The actors in Iced are better than the average direct to video slasher from the late 80s. Ron Kologie is Carl, a jokester battling cocaine addiction. His performance is so good that it's easy to believe Kologie was really snorting mounds of white powder between scenes. Lisa (Wednesday on the Addams Family tv show) Loring's performance is ....hell, nobody can pay attention to her acting skills when she keeps distracting the viewer with numerous nude scenes. Debra DeLiso proves to be a real scene stealer when other actresses should be the focus of attention. DeLiso is lifting weights in a kitchen while Loring tells her life story and can be seen performing push-ups and leg curls against a kitchen counter during another sequence. Amazingly, DeLiso's character is smart enough to look for a gun and car keys, yet forgets to put on her pants before rushing out into the snow to find help.
Director Jeff (Beyond the Door 3) Kwitny could have used a ceiling fan judging from the volume of smoke washing out the colors during the lodge scenes. Smoke is so heavy in some instances that it's a miracle the actors aren't keeling over from oxygen deprivation. The biggest complaint against Kwitny is he doesn't get to the serious slashing until an hour into the film's running time. Character development is important but too many shots of characters talking in scenes without tension or suspense kills the momentum created in the prologue.
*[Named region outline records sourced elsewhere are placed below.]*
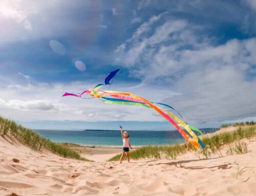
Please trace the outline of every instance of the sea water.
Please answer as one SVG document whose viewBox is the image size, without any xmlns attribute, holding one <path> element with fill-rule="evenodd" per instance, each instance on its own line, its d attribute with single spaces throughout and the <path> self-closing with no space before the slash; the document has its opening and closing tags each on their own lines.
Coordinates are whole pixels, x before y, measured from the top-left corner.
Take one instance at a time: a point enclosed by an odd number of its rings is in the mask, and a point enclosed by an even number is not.
<svg viewBox="0 0 256 196">
<path fill-rule="evenodd" d="M 203 134 L 213 133 L 219 129 L 201 129 Z M 58 143 L 71 143 L 81 145 L 121 146 L 120 130 L 55 130 L 34 129 L 41 136 Z M 130 141 L 133 145 L 164 145 L 184 142 L 178 130 L 129 130 Z"/>
</svg>

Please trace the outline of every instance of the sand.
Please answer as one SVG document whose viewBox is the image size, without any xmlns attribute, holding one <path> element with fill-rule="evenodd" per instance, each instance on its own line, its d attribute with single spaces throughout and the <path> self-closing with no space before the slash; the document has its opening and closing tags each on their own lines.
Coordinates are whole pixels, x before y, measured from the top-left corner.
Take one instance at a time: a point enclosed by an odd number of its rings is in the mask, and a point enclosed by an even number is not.
<svg viewBox="0 0 256 196">
<path fill-rule="evenodd" d="M 107 153 L 105 147 L 88 146 L 104 154 L 83 152 L 96 161 L 88 162 L 35 151 L 0 137 L 0 195 L 255 195 L 256 137 L 245 141 L 249 151 L 243 155 L 199 159 L 188 153 L 174 161 L 120 164 L 105 161 L 120 152 L 116 148 Z M 237 179 L 238 168 L 245 167 Z"/>
</svg>

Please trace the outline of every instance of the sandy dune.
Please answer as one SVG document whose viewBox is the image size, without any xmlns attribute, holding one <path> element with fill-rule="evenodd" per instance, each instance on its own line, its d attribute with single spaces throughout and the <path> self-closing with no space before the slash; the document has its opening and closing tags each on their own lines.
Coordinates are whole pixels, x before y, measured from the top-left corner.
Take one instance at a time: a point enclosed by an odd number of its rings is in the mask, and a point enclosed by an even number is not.
<svg viewBox="0 0 256 196">
<path fill-rule="evenodd" d="M 65 159 L 0 137 L 0 195 L 255 195 L 256 138 L 247 142 L 243 155 L 120 164 Z M 238 167 L 248 167 L 237 180 Z"/>
</svg>

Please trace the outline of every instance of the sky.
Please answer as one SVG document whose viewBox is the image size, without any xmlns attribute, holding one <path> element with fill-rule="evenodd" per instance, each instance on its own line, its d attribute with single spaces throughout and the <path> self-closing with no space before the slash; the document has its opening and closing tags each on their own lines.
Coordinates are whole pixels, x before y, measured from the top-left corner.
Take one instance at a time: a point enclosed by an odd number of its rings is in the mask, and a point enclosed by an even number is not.
<svg viewBox="0 0 256 196">
<path fill-rule="evenodd" d="M 198 127 L 256 121 L 255 46 L 254 0 L 1 0 L 0 115 L 36 129 L 175 129 L 144 107 L 61 97 L 120 69 L 110 90 Z"/>
</svg>

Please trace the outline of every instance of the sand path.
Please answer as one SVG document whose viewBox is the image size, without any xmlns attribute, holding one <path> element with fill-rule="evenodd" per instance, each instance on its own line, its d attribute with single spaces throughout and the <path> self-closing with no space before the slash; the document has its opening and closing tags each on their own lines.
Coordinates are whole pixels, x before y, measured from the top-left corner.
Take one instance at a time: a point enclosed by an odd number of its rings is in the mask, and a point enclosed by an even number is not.
<svg viewBox="0 0 256 196">
<path fill-rule="evenodd" d="M 247 142 L 243 155 L 120 164 L 102 155 L 97 162 L 65 159 L 0 138 L 0 195 L 255 195 L 256 138 Z M 237 180 L 238 167 L 248 167 Z"/>
</svg>

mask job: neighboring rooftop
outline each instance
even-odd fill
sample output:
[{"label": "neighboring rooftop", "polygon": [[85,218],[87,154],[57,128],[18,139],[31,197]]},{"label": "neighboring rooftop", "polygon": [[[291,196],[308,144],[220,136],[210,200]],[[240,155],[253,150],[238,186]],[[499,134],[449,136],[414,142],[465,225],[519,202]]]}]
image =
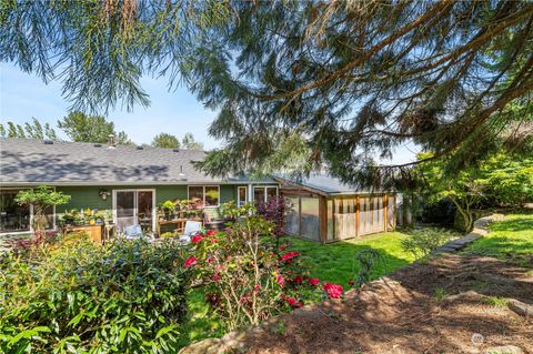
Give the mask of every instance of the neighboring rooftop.
[{"label": "neighboring rooftop", "polygon": [[[0,139],[2,184],[200,184],[243,183],[247,178],[210,178],[191,161],[204,151],[32,139]],[[254,181],[271,182],[272,180]]]}]

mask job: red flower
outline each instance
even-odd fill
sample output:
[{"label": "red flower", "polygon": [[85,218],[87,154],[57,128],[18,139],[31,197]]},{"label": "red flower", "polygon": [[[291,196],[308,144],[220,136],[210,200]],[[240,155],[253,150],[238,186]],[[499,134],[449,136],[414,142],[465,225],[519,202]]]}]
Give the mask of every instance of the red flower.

The filmmakers behind Iced try hard to create an intelligent slasher but sacrifice scares for drama. A lame "5 years later" epilogue causes head scratching instead of jumps and a few giant plot holes are never addressed. There are several reasons to watch Iced (Lisa Loring in the bathtub, Lisa Loring in the Jacuzzi, Debra DeLiso in the snow) but slasher fans have to wade through soap opera territory before the creative kills finally make an appearance. Iced has an interesting premise and manages to be an okay timewaster despite some flaws.